Ao longo dos anos, conquistou muitos amigos, conhecidos e até inimigos, mas o fato é que Gil nunca passou despercebido. Um dos grandes amigos foi Sérgio Marinho, presidente do Sindicato dos Trabalhadores nas Indústrias de Alimentação de Paranaguá e Litoral (STIA). “O Gil sempre foi um cara aguerrido, que teve pé no chão, mas sempre com suas convicções fortíssimas. Para nós, que fazemos parte dos representantes dos trabalhadores, ele foi um grande homem, que nos ensinou a estar sempre baseados nas leis, com segurança jurídica. Ele deixa um legado dentro do jornalismo, dentro dos trabalhadores portuários e do sindicalismo urbano. Sempre foi um formador de opinião e, para mim, um mestre. Já está fazendo muita falta, aprendi muito com ele. O Gil buscou a honestidade, o caminho correto, fazer o bem sem olhar a quem. Naquela simplicidade dele, jeito carinhoso de falar conosco, nos ensinava muito”, homenageia Sérgio.

Grandes amigos


Na área política, também fez muitos amigos, mas, como todo jornalista que ousa falar a verdade e cobrar resultados, teve alguns desafetos. O ex-vereador Mário Gonçalves, que assumiu a cadeira legislativa na década de 90, relembra de Gilberto Fernandes com carinho.

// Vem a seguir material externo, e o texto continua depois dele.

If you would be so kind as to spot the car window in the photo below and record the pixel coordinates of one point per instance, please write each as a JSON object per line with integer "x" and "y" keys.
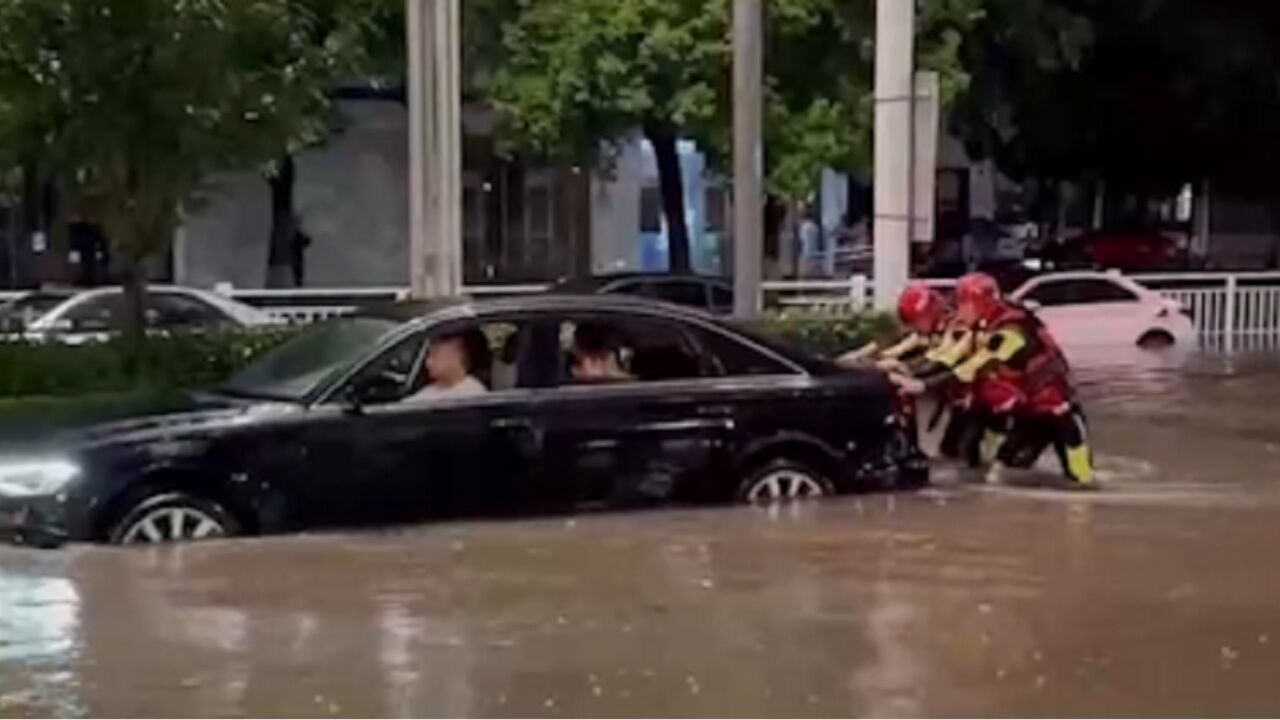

Apesar de conhecer o Gilberto desde menino, pela amizade com o seu irmão mais velho, Dino, vim a ter uma maior convivência com o Gil quando fui vereador. Ele trabalhava no jornal do Ivan Bueno, vindo mais tarde a escrever na Folha do Litoral, e era frequentador assíduo das sessões da Câmara de Vereadores. Inteligente e perspicaz, embora, muitas vezes, controverso nas opiniões, demonstrava sempre o seu amor pela política e pela cidade de Paranaguá. Conseguiu realizar o seu sonho de fazer o próprio jornal, primeiro com o Jornal dos Bairros, que mais tarde se transformou no JB Litoral e um dos principais veículos de imprensa do Litoral do Paraná, hoje administrado pela “Filhota”, como gostava de se referir à filha Jéssica, de quem tinha muito orgulho.  Lamento profundamente sua partida tão repentina e prematura. Tenho certeza de que o companheiro Gil deixou aberta uma grande lacuna no jornalismo-político de nossa cidade”, comenta.

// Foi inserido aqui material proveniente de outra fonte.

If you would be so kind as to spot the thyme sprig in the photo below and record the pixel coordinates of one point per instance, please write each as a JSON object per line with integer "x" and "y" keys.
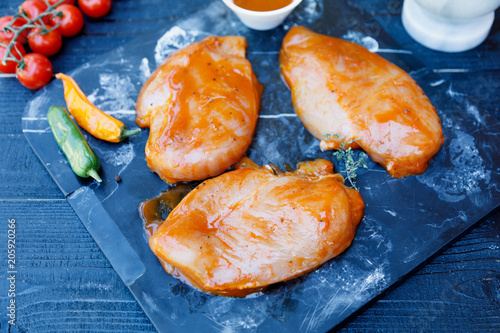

Até mesmo no meio da imprensa local, entre concorrentes, Gilberto foi um profissional admirado. Claudino Nunes, jornalista e proprietário do portal Agora Litoral, também conta sobre sua relação com Gil. “Trabalhamos juntos na Folha do Litoral e tínhamos um acordo: ele escrevia o que lhe vinha na cabeça, numa coluna diária chamada Folha Urgente, e eu aceitava ou cortava o que “passava da conta” (geralmente críticas que renderiam um processo contra o jornal). Eu lia junto com o Gil e ríamos muito, principalmente das partes que seriam cortadas. – “Imagina a m… que isso não iria dar, Gil”, falava pra ele. E o Gilberto ironizava: – “Não é problema meu. Eu quero é ver o circo pegar fogo…”. Éramos sobreviventes na profissão, mas a vida nos levou para caminhos distintos: ele para o jornalismo impresso e eu para o online. Sempre admirei a forma como o Gilberto se dedicava à família. Brincávamos que até podíamos não ser bons maridos ou namorados, mas como pais a gente dava de 10 a zero na maioria. Fico feliz por ele não ter mudado com o tempo”, diz.

Marca da amizade


Outro grande amigo, Edson Pedro da Veiga, ex-vereador e associado ao Rotary Club, também relembra a amizade com Gil e faz uma bela homenagem. “Amizade, assim começo o descritivo da minha convivência de muitos anos com o Gilberto Fernandes, de tanto tempo que se perde num passado longínquo. Amizade, porque mesmo tendo tantas diferenças (futebol, política, etc.), éramos respeitosos no modo de conviver. Amizade que, por mais de ano, me liberou coluna no JB para, semanalmente, postar notícias do Rotary International e do Rotary Club de Paranaguá Rocio, levando mensagens de Ética e do Servir. Amizade onde confidenciamos momentos bons e difíceis que passamos ao longo da vida, onde testemunhei sua luta para atingir o seu objetivo de construir um veículo de comunicação. Desta amizade fica um vazio, porém, a marca de bons momentos vividos e a saudade que deixou”, finaliza.